Chloride is poisonous.
Sodium is poisonous.
Therefore, sodium chloride must also be poisonous.
Sodium chloride, better known as common salt, is an essential food ingredient, even though its atomic components are dangerous chemicals.
- Exception fallacy
- Fallacia compositionis
The fallacy of composition is counterpart to the fallacy of division. They both share the aspect that the phenomenon of emergence is ignored. It refers to a situation in which properties of parts are transferred to the whole, without checking or validating that they have not changed or disappeared in the higher systemic level.

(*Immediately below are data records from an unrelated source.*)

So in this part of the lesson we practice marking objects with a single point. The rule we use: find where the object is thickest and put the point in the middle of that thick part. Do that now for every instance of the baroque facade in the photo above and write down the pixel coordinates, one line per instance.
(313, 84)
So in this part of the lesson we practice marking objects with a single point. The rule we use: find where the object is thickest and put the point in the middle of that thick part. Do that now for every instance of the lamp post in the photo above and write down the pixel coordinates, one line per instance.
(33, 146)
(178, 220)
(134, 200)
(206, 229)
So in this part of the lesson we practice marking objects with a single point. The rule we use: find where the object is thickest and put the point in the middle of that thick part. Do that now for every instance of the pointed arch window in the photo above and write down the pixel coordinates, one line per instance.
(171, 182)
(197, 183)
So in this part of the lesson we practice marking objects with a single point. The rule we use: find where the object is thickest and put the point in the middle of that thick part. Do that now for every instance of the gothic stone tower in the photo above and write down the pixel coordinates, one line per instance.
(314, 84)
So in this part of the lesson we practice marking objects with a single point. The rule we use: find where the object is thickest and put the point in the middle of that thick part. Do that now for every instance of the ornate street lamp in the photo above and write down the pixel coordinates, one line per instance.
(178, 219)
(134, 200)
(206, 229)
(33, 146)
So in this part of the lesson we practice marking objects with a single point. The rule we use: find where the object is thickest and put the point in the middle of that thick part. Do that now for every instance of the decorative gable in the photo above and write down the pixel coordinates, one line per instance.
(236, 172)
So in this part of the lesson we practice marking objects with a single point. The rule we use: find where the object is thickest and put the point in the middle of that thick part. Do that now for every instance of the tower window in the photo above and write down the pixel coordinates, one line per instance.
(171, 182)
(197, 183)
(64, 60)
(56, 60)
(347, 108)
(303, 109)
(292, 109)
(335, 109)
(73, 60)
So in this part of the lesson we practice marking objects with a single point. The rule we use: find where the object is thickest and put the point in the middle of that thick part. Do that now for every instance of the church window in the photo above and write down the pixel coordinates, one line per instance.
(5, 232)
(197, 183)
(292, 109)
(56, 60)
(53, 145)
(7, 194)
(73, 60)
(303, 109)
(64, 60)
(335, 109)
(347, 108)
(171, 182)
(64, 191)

This can also be used in situations when a resultant change in the properties of the whole is misrepresented: For example, in chemistry, ignoring that energy is released in chemical reactions and thus the energy of a compound may not be equal to the sum of that of the components.
Take, for example, a football team consisting only of the best players:
A is the best striker,
B is the best midfielder,
K is the best goalkeeper.
All together they are the best football team.
While it is certainly helpful to have outstanding players in the team, in order to be the “best” team they must also cooperate excellently. This “interplay” is an emergent property of a team, which the individual players cannot display on their own, without actually being part of a team.
The same could be said, for example, about an orchestra, a band, as well as countless other groupings where good teamwork is an important criterion for success.